Recently asked / exam angle

  • GIST → CD117 (c-KIT) positive → imatinib (and arises from interstitial cells of Cajal, stomach commonest, no nodal spread/lymphadenectomy). The most repeated STS fact in NEET PG.
  • Commonest adult STS — undifferentiated pleomorphic sarcoma; commonest in children — rhabdomyosarcoma; sarcoma botryoides site (vagina/bladder).
  • Investigation of choice = MRI for extremity; biopsy of choice = core/incisional, not FNAC/excisional; FNAC only for recurrence/metastasis.
  • Metastasis is haematogenous to lung; nodal-spreading sarcomas = "SCARE".
  • Stewart–Treves syndrome (lymphangiosarcoma/angiosarcoma in post-mastectomy lymphoedema); Li–Fraumeni (p53).
  • MDM2/CDK4 amplification = well-differentiated liposarcoma vs lipoma; t(X;18) = synovial sarcoma; t(2;13) = alveolar rhabdomyosarcoma; t(11;22) = Ewing/PNET.
  • Treatment principle: limb-sparing wide excision + adjuvant RT has replaced amputation; biopsy tract must be excised en bloc and oriented along the limb.

Rapid revision

  1. Commonest adult soft tissue sarcoma = undifferentiated pleomorphic sarcoma (old MFH); second = liposarcoma.
  2. Commonest childhood STS = rhabdomyosarcoma; embryonal subtype best prognosis; sarcoma botryoides in vagina/bladder.
  3. MRI is the imaging investigation of choice for limb/trunk sarcoma; CT for retroperitoneum & GIST.
  4. Core-needle (or incisional) biopsy for diagnosis; biopsy tract oriented longitudinally and excised en bloc.
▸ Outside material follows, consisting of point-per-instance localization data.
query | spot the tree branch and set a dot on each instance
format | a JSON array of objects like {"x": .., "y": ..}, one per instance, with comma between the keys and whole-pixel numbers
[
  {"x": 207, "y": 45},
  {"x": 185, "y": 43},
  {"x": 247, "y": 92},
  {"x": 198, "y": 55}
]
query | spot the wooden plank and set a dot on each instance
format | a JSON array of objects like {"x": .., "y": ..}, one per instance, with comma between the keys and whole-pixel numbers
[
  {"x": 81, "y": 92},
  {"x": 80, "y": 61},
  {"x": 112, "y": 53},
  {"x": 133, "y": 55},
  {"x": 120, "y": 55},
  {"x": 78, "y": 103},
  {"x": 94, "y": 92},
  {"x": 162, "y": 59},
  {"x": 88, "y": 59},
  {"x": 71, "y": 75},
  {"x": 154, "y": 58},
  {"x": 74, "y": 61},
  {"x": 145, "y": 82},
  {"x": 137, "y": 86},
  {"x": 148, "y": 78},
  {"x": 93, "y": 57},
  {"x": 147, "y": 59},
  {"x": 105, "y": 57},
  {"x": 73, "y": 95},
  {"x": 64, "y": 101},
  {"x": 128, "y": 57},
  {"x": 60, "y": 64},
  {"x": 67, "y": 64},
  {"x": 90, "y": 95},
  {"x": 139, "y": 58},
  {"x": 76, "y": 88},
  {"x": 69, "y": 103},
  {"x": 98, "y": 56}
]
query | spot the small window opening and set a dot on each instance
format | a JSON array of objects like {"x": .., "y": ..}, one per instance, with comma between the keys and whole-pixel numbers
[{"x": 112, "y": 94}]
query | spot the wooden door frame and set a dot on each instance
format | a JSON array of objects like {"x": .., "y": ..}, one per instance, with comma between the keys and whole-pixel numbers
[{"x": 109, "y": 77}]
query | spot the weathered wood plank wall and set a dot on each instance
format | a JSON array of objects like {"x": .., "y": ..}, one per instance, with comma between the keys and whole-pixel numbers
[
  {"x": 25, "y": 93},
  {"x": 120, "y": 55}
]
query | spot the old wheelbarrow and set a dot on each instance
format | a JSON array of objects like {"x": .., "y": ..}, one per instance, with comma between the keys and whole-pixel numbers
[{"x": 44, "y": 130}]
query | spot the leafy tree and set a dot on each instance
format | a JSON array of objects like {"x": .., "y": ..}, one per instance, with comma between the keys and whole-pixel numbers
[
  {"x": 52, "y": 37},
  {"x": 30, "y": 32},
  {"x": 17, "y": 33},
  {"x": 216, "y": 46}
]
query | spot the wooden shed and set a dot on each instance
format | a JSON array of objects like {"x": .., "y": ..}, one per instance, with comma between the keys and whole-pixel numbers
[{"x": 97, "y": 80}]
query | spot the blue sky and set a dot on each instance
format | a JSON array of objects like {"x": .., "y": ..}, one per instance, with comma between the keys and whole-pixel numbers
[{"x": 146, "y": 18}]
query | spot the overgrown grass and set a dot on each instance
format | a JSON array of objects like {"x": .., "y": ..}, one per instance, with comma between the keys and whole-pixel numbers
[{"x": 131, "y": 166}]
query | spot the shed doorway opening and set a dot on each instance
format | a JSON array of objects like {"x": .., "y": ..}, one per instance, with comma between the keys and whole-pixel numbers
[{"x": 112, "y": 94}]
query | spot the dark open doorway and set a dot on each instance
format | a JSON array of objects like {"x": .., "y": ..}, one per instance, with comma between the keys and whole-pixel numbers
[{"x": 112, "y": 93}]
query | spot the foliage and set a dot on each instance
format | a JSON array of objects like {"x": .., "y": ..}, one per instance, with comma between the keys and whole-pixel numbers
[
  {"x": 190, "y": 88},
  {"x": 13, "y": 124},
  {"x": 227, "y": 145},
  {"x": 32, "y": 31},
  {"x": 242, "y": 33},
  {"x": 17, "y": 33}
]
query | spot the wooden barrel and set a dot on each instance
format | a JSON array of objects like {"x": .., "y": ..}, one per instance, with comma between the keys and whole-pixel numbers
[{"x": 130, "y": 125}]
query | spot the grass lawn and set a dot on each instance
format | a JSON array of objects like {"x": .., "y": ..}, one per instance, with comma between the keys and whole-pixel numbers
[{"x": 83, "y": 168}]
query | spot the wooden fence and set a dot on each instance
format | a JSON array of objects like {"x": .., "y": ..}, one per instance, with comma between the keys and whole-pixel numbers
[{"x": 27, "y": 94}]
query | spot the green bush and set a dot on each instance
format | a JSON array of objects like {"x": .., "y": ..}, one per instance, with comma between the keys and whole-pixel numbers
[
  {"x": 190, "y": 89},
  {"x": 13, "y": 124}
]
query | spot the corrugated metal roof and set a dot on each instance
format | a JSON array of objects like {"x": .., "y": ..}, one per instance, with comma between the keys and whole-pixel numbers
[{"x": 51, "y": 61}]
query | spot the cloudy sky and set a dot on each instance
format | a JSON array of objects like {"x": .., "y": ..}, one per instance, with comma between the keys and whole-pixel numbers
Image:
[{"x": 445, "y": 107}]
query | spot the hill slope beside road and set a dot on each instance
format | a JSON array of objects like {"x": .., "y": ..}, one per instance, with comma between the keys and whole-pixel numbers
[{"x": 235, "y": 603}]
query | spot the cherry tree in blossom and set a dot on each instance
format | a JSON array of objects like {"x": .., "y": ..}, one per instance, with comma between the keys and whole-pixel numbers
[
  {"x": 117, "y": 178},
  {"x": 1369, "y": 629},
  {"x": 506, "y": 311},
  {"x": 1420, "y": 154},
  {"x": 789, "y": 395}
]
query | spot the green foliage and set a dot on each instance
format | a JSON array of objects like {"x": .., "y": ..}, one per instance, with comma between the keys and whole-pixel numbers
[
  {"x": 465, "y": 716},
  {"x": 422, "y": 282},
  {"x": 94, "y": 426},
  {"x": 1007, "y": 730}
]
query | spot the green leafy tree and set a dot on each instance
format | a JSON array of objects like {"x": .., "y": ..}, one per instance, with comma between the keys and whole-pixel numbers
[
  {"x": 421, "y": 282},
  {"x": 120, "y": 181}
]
FNAC only for recurrence/metastasis.
  5. Staging CECT chest is mandatory — lung is the main metastatic site; spread is haematogenous, NOT nodal (except SCARE tumours).
  6. GIST: interstitial cells of Cajal, stomach commonest, CD117/DOG1 positive, drug of choice imatinib, no lymphadenectomy.
  7. MDM2 & CDK4 amplification distinguishes well-differentiated liposarcoma from benign lipoma.
  8. Stewart–Treves = angio/lymphangiosarcoma in chronic post-mastectomy lymphoedema; Li–Fraumeni = p53 mutation.
  9. Surgical aim = wide excision with R0 (negative) margins; never enucleate along the pseudocapsule.
  10. Limb-sparing surgery + adjuvant radiotherapy has replaced amputation with equal survival; RT for high-grade, >5 cm, deep, or close-margin tumours.
  11. Systemic chemo = doxorubicin ± ifosfamide; most adult STS are chemoresistant, paediatric/Ewing/synovial are chemosensitive.
  12. Translocations: synovial t(X;18), alveolar RMS t(2;13), myxoid liposarcoma t(12;16), Ewing t(11;22).